Sunday, February 10, 2013

A Call to Pray

Have you ever been awakened by prayers?  I don't mean that I set my clock because I pray every day at a certain time, which I do.  I mean I was awakened by the hands and fingers of those prayers, shaken as if by a mighty force. These  were not my own, necessarily. They seemed more like a blended symphony of voices.  Though I was still in a daze, and my heart raced as it does from the 2 a.m. phone calls I fear are emergencies, I attended to the words I hear as I would my own child--lovingly and with honor.
This morning, the tears and sorrow flooded my awareness, even while I slept.  I felt a sadness that wasn't my own; I wanted to cry, though I have no reason for tears.  Deep frustration overcame me.  It was as if each worry was a sharp and heavy stone and they were heaped on my backI felt the urge to beat my chest for justice's sake, to turn someone's mourning into dancing, to kiss away the tears.  
That's a lot to deal with upon waking.
I knew I would be praying in worship later, but I had to get the words outI went on Facebook and wrote this prayer to release a bit of healing energy to the world, hoping those who needed it would pray with me. 

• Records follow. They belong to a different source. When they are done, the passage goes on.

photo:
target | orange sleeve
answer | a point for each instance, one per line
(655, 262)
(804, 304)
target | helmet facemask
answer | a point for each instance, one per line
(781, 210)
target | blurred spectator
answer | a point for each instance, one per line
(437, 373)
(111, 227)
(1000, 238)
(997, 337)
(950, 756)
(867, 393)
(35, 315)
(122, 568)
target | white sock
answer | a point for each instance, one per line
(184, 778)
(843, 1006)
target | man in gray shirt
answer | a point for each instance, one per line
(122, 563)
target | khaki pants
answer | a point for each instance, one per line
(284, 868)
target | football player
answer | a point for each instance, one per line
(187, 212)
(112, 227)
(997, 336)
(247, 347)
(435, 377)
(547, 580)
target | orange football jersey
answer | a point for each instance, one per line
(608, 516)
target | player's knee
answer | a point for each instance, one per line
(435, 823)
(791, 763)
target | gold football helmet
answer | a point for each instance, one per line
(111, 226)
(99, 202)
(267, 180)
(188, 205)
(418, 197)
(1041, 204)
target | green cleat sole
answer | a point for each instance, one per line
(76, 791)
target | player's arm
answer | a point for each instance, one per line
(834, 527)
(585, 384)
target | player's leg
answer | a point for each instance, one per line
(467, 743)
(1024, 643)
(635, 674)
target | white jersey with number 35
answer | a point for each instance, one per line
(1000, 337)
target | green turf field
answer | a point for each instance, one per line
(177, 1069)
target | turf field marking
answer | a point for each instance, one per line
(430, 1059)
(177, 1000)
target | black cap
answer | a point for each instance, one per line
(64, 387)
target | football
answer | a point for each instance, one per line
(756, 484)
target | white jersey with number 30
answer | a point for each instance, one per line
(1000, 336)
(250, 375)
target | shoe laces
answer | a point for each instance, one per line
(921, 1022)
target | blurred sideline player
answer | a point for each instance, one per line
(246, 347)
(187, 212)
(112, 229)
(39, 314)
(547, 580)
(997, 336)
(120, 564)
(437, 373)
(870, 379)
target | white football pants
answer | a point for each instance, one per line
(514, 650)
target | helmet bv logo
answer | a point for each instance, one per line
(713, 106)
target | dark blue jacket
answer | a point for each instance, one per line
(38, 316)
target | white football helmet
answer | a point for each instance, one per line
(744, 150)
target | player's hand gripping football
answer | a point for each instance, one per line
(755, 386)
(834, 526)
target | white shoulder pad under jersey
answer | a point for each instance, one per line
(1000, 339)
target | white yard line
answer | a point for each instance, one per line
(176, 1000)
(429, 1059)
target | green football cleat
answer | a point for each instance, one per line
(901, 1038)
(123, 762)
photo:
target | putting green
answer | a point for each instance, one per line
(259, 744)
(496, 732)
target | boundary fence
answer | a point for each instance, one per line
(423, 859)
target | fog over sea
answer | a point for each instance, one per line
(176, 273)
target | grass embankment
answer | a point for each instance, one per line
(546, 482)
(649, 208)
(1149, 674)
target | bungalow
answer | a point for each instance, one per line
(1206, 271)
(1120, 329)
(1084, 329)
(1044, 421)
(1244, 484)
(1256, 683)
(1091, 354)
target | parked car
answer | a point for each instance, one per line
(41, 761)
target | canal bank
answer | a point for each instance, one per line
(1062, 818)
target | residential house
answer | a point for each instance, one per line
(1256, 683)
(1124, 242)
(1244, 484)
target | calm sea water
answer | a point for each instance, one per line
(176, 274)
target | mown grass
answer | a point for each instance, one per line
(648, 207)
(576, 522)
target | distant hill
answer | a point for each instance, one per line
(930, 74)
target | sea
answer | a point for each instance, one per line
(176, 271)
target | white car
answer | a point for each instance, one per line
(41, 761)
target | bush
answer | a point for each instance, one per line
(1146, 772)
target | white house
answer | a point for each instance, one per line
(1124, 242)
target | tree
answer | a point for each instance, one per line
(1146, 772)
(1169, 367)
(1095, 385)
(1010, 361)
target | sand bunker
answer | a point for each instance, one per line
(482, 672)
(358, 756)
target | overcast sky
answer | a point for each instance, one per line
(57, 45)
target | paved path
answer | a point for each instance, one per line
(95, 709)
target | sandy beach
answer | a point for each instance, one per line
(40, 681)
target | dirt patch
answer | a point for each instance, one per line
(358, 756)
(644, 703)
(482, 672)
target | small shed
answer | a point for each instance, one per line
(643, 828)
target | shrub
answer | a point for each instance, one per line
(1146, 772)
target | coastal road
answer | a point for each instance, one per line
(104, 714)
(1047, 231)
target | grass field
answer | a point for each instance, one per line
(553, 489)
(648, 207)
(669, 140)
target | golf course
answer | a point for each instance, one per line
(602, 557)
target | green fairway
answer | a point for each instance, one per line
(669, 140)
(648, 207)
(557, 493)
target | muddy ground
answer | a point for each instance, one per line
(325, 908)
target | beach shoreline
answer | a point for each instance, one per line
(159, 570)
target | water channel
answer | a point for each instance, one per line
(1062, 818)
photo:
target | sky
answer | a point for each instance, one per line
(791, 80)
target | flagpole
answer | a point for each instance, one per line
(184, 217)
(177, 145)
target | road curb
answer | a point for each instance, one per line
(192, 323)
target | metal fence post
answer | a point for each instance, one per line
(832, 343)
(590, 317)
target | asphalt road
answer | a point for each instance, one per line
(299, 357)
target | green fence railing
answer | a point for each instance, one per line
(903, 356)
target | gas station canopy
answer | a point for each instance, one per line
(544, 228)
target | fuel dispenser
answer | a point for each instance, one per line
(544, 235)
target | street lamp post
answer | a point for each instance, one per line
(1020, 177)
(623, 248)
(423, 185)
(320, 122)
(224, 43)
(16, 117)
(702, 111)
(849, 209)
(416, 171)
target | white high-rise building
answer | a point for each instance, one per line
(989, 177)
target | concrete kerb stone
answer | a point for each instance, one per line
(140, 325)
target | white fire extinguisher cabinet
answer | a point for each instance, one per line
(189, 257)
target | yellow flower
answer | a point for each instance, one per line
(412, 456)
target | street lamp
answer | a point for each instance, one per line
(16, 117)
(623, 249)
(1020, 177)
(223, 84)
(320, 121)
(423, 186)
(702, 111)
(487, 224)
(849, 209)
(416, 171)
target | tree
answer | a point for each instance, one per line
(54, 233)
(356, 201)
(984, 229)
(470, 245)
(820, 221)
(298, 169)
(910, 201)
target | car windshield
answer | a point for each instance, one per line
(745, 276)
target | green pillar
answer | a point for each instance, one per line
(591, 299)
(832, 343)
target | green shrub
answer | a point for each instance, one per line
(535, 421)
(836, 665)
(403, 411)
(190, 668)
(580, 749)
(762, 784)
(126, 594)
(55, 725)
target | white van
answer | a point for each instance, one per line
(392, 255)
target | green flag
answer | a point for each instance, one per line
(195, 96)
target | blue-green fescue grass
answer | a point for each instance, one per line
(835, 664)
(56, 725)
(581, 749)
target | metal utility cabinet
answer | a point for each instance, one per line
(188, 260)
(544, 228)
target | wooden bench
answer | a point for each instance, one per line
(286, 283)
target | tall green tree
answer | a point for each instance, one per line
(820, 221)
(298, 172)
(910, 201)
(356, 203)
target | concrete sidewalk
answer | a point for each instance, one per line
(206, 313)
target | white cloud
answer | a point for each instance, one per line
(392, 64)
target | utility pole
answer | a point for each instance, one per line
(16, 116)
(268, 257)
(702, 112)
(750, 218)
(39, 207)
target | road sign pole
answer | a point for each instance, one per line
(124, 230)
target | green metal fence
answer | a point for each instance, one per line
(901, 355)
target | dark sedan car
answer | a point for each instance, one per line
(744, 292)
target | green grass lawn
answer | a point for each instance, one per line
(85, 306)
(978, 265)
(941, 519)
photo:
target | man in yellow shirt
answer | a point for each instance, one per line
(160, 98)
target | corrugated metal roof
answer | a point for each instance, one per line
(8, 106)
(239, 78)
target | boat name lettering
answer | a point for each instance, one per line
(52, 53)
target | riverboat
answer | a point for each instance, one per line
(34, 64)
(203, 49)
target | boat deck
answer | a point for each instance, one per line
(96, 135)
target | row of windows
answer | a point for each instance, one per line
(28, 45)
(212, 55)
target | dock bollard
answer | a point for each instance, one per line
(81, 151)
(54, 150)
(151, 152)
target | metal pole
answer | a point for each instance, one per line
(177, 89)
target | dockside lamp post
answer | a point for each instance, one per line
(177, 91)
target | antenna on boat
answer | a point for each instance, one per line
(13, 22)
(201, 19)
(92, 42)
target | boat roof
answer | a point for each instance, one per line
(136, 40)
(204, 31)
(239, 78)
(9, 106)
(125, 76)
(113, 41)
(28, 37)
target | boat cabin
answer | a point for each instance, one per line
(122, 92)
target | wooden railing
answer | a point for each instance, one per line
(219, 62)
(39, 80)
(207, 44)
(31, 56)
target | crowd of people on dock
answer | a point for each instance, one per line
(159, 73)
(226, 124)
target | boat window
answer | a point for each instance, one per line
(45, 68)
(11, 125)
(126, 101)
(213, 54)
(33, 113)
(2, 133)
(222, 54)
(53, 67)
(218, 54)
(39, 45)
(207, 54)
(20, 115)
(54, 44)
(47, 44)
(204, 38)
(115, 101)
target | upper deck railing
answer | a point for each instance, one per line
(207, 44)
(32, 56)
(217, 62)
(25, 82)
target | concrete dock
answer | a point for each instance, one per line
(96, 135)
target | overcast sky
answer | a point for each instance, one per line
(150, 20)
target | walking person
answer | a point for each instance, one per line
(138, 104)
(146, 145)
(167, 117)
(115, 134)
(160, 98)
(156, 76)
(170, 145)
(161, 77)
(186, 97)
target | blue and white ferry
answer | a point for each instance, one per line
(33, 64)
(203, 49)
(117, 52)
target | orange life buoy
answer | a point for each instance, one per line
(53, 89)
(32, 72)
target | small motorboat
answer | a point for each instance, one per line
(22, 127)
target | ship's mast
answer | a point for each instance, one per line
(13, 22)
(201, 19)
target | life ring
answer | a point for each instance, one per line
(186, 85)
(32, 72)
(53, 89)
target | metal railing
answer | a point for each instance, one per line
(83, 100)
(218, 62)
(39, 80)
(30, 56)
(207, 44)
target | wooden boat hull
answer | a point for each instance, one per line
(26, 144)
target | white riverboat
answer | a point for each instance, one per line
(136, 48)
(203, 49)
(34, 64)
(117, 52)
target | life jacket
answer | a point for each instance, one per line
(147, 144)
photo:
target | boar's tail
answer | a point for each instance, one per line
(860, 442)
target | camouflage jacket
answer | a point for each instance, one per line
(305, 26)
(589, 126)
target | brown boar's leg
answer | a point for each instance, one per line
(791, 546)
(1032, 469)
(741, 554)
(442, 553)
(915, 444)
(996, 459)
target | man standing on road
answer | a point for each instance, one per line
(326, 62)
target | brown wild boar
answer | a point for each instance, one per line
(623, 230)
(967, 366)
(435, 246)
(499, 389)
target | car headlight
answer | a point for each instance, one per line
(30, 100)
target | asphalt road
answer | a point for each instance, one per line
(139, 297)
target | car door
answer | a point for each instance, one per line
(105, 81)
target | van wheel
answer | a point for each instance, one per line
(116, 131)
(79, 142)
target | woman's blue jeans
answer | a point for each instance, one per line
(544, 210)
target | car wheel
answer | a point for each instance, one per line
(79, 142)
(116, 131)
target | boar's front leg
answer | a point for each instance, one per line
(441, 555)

O God, welcome our souls to sink into the vastness of your gracious ocean. Let us find peace in speaking our heart's desire for healing. Let us pray for all people who are lonely, anxious, depressed, and full of longing. Let us pray for those hearts that are broken, for those who mourn, for those who smile to keep from crying, for people who have been hurt so long they become viciously cruel to anyone who might approach them. Let us pray for those full of joy, that they might appreciate their cheerful season, and let us pray that challenging circumstances do not destroy that joy. Let us hope for the best, and dare to focus on others with compassionate eyes. O God of the weary, God of the strong, this we pray. Amen. 
Light.  Love. Healing for us all. Blessings.